Despite a number of challenges, payday loans also have several benefits. We will look at both sides of the lending equation to help you make an informed decision.
Bad credit is not an obstacle.
Why do people turn to payday loans? Usually because they cannot get credit anywhere else. Commercial banks and credit unions lend people money based on risk. That risk is based largely upon a three-digit number known as a credit score. If your score is low, most lenders won’t approve your application. However, payday lenders usually do not consider your credit score — just your ability to pay back the loan.
Lenders are accessible online.
Some payday lenders set up shop in neighborhoods, but many can be reached online. The advantage of Internet lenders is that you can do business from the convenience of your computer. This means you can fill out an application online, wait for approval and have monies deposited into your bank account just moments later. It just doesn’t get any easier than that.

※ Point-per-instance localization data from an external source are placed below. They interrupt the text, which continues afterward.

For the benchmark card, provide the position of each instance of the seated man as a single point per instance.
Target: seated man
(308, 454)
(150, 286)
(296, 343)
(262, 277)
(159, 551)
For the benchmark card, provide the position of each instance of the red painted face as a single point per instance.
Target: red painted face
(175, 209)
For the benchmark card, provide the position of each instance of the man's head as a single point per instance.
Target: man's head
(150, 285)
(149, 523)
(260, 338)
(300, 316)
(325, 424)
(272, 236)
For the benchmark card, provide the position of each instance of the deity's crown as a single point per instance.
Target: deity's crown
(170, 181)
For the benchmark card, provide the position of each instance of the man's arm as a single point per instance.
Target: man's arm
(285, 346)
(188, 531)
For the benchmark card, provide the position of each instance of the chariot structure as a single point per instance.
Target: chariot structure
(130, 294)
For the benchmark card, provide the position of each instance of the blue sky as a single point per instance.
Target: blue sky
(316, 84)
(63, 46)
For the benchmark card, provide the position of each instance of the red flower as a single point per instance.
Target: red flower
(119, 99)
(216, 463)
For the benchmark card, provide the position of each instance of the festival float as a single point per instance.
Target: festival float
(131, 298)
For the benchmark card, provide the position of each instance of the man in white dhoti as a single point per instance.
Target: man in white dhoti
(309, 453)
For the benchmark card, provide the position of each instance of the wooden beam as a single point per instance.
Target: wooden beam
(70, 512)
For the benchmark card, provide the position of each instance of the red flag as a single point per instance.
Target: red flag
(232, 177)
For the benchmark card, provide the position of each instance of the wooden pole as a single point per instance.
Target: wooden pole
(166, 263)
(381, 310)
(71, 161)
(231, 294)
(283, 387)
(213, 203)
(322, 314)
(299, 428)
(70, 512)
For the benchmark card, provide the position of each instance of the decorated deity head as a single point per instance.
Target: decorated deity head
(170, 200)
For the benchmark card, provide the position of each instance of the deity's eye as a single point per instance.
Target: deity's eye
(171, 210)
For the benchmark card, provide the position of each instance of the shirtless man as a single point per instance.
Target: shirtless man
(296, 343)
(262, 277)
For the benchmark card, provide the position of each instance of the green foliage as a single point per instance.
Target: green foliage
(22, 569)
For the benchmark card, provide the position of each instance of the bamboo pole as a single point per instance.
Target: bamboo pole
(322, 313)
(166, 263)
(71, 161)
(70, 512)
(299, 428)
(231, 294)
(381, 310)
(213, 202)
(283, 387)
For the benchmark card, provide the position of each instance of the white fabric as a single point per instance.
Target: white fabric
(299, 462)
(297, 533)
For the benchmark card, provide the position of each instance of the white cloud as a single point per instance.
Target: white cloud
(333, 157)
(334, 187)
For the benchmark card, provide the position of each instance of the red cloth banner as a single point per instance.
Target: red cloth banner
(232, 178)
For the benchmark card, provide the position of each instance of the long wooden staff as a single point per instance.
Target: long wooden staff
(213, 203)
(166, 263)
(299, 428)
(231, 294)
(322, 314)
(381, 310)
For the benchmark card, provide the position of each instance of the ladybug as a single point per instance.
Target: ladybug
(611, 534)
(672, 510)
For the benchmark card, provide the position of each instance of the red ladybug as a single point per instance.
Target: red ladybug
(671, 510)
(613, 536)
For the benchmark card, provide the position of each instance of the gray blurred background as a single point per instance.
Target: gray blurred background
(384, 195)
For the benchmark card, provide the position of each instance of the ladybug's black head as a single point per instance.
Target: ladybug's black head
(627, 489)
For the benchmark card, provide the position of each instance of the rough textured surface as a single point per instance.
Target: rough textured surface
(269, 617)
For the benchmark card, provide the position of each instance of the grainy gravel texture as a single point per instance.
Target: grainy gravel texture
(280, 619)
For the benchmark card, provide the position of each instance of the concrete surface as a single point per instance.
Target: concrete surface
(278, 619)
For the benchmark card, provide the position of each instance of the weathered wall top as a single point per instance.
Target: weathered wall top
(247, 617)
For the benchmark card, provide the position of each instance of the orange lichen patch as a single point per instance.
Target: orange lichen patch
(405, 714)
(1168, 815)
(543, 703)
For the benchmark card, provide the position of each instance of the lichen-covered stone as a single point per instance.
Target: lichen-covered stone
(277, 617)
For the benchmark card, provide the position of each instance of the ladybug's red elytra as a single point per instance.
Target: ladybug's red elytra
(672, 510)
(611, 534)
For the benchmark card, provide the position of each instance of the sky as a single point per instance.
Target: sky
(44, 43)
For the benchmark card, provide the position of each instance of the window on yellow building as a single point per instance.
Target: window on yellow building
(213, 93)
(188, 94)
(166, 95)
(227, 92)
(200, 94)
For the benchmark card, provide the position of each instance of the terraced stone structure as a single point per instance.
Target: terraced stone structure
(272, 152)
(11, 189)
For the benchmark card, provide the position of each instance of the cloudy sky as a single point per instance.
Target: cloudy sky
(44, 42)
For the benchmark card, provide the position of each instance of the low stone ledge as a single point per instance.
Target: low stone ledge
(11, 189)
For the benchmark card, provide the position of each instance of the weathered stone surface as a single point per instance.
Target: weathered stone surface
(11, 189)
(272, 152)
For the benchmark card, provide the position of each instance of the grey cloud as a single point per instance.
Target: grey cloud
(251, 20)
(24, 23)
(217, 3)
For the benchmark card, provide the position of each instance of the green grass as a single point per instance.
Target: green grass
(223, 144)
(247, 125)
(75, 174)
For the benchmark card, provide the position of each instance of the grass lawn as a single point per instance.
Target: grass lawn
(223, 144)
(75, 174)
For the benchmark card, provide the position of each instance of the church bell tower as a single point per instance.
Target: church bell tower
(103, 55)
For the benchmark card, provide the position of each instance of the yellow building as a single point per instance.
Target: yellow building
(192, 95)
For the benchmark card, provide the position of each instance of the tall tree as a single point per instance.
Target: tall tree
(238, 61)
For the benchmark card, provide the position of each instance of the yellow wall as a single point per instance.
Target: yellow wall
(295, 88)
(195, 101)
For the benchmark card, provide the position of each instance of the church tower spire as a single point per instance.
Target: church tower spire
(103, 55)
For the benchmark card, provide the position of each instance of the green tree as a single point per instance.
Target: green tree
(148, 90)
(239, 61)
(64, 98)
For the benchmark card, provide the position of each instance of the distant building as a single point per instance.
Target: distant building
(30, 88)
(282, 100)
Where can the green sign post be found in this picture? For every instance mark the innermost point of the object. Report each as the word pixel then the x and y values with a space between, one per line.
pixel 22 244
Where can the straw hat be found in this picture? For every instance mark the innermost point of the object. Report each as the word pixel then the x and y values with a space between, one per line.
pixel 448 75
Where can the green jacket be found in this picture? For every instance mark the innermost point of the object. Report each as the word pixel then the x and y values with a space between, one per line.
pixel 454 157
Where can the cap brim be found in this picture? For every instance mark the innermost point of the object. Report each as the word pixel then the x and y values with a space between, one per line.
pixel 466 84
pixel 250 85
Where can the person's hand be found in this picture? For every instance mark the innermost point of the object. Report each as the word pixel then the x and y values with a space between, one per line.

Full disclosure is offered.
Payday lenders are licensed and regulated by the states. Each state conducts business oversight and requires that certain disclosures be made by lenders to consumers. The states may cap interest rates, restrict loan terms and provide other oversight to the benefit of consumers. You can check with your state’s consumer credit department to verify that the lender you want to deal with is legitimate.
Interest rates are higher.
No doubt about it that the interest rates for payday loans are higher, even much higher than other loan options. The reason? Risk. Lenders stand a much greater chance of losing everything by lending to you. This fact should not be taken personally, rather it demonstrates that such lenders are covering a segment of the consumer market others have decided to avoid.
Loan terms may be too short for some.
Take out a payday loan and you will typically pay back the loan with interest within two weeks. Most definitely that short term may not be enough for some consumers. Given that is a “payday” loan, it is designed to be paid off the next time you get paid. You can, however, extend the loan term one or more times as per your state requirements. You will pay interest and a fee for each extension.
Not all lenders operate professionally.
Yes, it is true. There are unscrupulous payday loan operators including businesses that should be shut down. Fortunately, your state government handles complaints and conducts audits, with an eye to correct problems as soon as they are alerted or identified.
Clearly, payday loans are not for everyone. Nor should they be avoided because of potential abuse. As a consumer, you should always be informed. Carefully review any loan agreement before entering into a consumer contract.